Show HN: MuninnDB – ACT-R decay and Hebbian memory for AI agents
github.comHi HN,
After building several AI agent systems, I kept running into the same frustration: memory layers that are either static vector stores or fragile prompt hacks. Retrieval is opaque, forgetting happens at the wrong time, and associations don’t form naturally.
So I threw away the two production memory systems I had and built something different. MuninnDB is a purpose-built cognitive memory database where memories (called engrams) are first-class citizens that:
- Strengthen with repeated co-activation (Hebbian learning) - Decay over time using a verbatim ACT-R formula - Automatically form bidirectional associations - Track their own Bayesian confidence - Return a full mathematical “Why” explanation on every retrieval
Everything runs as a single static Go binary (embedded Pebble LSM storage + HNSW + BM25). No external services, no Redis/Postgres/Pinecone, and no LLM in the hot path. One command (muninn init) auto-configures it with Cursor, Claude Desktop, VS Code, and any other MCP-compatible tool.
The core call is dead simple: Activate(context) returns ranked results + explainable scoring. Background workers handle learning and decay on every read.

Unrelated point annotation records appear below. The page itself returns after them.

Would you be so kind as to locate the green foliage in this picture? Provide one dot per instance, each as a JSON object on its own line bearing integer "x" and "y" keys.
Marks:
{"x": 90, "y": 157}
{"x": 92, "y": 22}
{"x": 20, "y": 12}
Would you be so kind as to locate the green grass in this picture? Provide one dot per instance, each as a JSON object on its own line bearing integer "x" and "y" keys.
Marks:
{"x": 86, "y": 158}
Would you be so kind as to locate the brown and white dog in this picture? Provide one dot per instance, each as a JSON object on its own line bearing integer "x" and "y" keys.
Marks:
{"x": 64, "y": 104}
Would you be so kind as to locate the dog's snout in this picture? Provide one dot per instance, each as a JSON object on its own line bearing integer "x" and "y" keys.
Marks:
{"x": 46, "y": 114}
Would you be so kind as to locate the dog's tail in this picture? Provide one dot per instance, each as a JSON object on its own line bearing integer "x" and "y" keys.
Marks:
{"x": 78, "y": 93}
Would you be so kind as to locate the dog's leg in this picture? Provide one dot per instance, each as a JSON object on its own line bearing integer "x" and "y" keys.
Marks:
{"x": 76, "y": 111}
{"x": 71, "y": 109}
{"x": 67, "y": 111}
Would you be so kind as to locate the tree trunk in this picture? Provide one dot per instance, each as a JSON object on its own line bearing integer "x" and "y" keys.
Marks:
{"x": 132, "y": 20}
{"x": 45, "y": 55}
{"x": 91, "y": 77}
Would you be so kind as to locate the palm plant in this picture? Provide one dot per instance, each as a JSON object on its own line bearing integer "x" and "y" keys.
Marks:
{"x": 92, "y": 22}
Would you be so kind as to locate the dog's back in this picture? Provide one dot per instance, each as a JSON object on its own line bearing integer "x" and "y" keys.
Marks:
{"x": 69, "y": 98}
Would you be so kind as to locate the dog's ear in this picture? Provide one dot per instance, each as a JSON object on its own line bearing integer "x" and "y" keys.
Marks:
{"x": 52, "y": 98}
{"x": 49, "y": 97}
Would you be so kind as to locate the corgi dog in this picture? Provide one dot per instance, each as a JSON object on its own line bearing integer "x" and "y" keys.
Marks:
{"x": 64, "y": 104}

GitHub: https://github.com/scrypster/muninndb Website + docs + install (one-liner): https://muninndb.com Quick 13-minute demo video: https://www.youtube.com/watch?v=b29wl0ehrQI
It’s very early (alpha, ~10 days old), but already functional and I’m using it daily. Would love honest feedback or questions from anyone working on agent memory, long-term RAG, or cognitive architectures.
Thanks! Interesting direction. Treating decay/confidence as engine-native primitives is closer to what multi-agent systems need than raw similarity search. One practical thing to watch in production: expose provenance + freshness semantics at query time so downstream agents can decide whether to trust, refresh, or ignore a recalled memory. This is the project I just posted. Happy to dive into any details... the exact ACT-R decay formula, how the Hebbian graph updates in log space, the 6-phase Activate pipeline, or why I went with embedded Pebble. Fire away!